American Yakuza Review
© Overseas Film Group.
American cop dramas like Black Rain (1989) and Year Of The Dragon (1985) awkwardly revealed the potential for a new kind of crime thriller, in which the criminal fraternities of the west meet their counterparts in the east, resulting in much violence and loss of life on both sides. This picture, directed by Frank A. Cappello (who went on to helm the Russell Crowe vehicle No Way Back), fulfils the promise of all previous movie excursions into underworld culture shock, and sets a new standard for excitement and the presentation of stylish action, that certainly takes some beating, even over a decade later.

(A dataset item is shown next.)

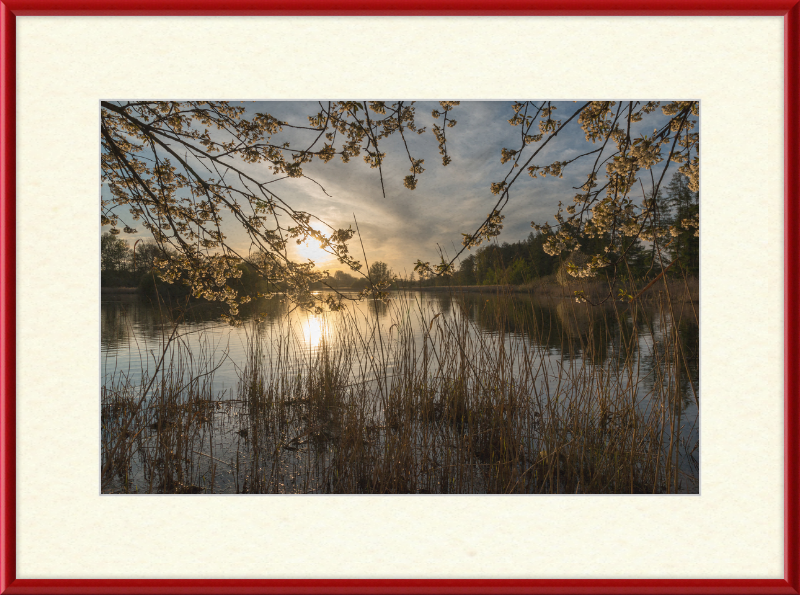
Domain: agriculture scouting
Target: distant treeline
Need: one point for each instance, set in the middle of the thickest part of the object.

Although American Yakuza received only a direct-to-video release when it first appeared in the UK, the film is unquestionably a first class act boasting strong performances, a compelling if somewhat fantastic plotline, and numerous quite exhilarating gun battles - staged with a remarkable flair that rivals anything by John Woo. The story concerns an FBI agent (Viggo Mortensen of Carlito's Way, G.I. Jane, Crimson Tide, the Psycho remake, and that bloody unavoidable Tolkien trilogy) who infiltrates a yakuza clan that are about to take over mafia rackets in the USA. Our hero lands in the middle of an escalating gang war and, when his loyalty to the feds is undermined, he appears to change sides, seduced away from his duty by the yakuza's code of trust and honour.
Favourably compared to Rising Sun (1993), which this 'rising gun' successfully eclipses as both drama and actioner, American Yakuza serves up a remarkable cocktail of 'outsider' tensions, authentic insights into gangster customs (courtesy of some real-life yakuza advisors to the production) and bags of impressive stunt work. One for action fans to savour, this is a truly stunning thriller!